Le projet compose un front bâti le long du mail piéton, structurant la séquence d’entrée de la caserne et établissant un dialogue avec le patrimoine existant ainsi qu’avec les arbres du mail. Le travail volumétrique, fondé sur des variations d’épannelage et de profondeur, permet d’éviter un effet de masse homogène et génère une silhouette urbaine animée. Les découpages du bâti contribuent à moduler les ombres portées et à inscrire les immeubles dans une transition entre les typologies domestiques du faubourg et l’échelle plus monumentale du nouveau quartier.

L’écriture architecturale articule minéralité et légèreté à travers l’ordonnancement des niveaux bas et hauts, en écho aux bâtiments de casernement conservés. Le rythme des façades répond à la distribution des logements et alterne grandes baies et trumeaux en béton de chanvre aux arêtes adoucies. Les porches ménagent des percées visuelles vers le cœur d’îlot partagé, tandis que l’échelle des ouvertures participe à une lecture domestique du projet.

L’organisation volumétrique vise à maximiser l’ensoleillement et la qualité d’usage des logements.
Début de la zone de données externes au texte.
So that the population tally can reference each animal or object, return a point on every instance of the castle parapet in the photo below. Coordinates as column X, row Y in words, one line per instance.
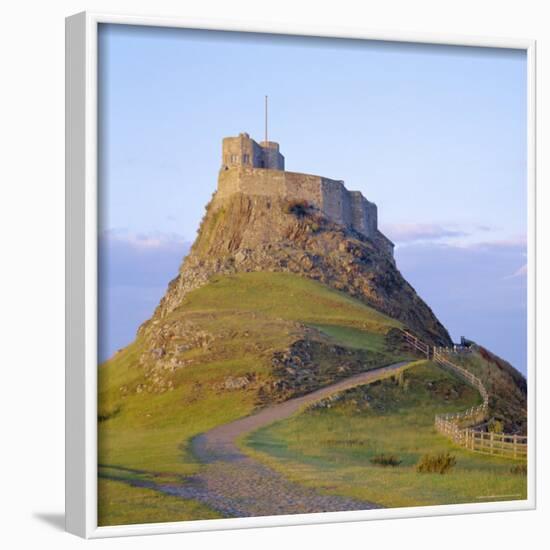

La compacité du socle permet d’intégrer un grand nombre de logements traversants prolongés par des jardins d’hiver, tandis que les étages accueillent des balcons d’angle offrant des espaces extérieurs aux orientations multiples. L’implantation privilégie les orientations sud et ouest, limitant les vis-à-vis tout en favorisant des vues lointaines sur le paysage urbain et les espaces plantés.

Le projet développe une démarche constructive basée sur l’utilisation du béton de chanvre, matériau biosourcé composé de chènevotte, de chaux et d’eau, associé à une structure poteau-poutre-planchers en bois. Afin de maîtriser les délais et les conditions de mise en œuvre, les panneaux de façade en chanvre ont été préfabriqués en atelier, réduisant la dépendance aux conditions climatiques et optimisant le temps de séchage. Les trumeaux courbes révèlent la plasticité du matériau ainsi que ses propriétés d’inertie thermique et de régulation hygrométrique. Les infrastructures, le rez-de-chaussée ainsi que les circulations verticales sont réalisés en béton, assurant la stabilité de l’ensemble.

Le recours à une ressource végétale cultivée localement s’inscrit dans une réflexion sur la reproductibilité des systèmes constructifs biosourcés à l’échelle du logement collectif. Des prototypes ont été développés à différentes étapes du projet, depuis la maquette jusqu’aux essais en chantier, afin d’adapter les solutions techniques aux exigences réglementaires et à l’ampleur de l’opération. Parallèlement, 26 logements intègrent des parquets de réemploi issus de chantiers de déconstruction en Pays de la Loire, prolongeant la démarche d’économie de matière engagée par les architectes.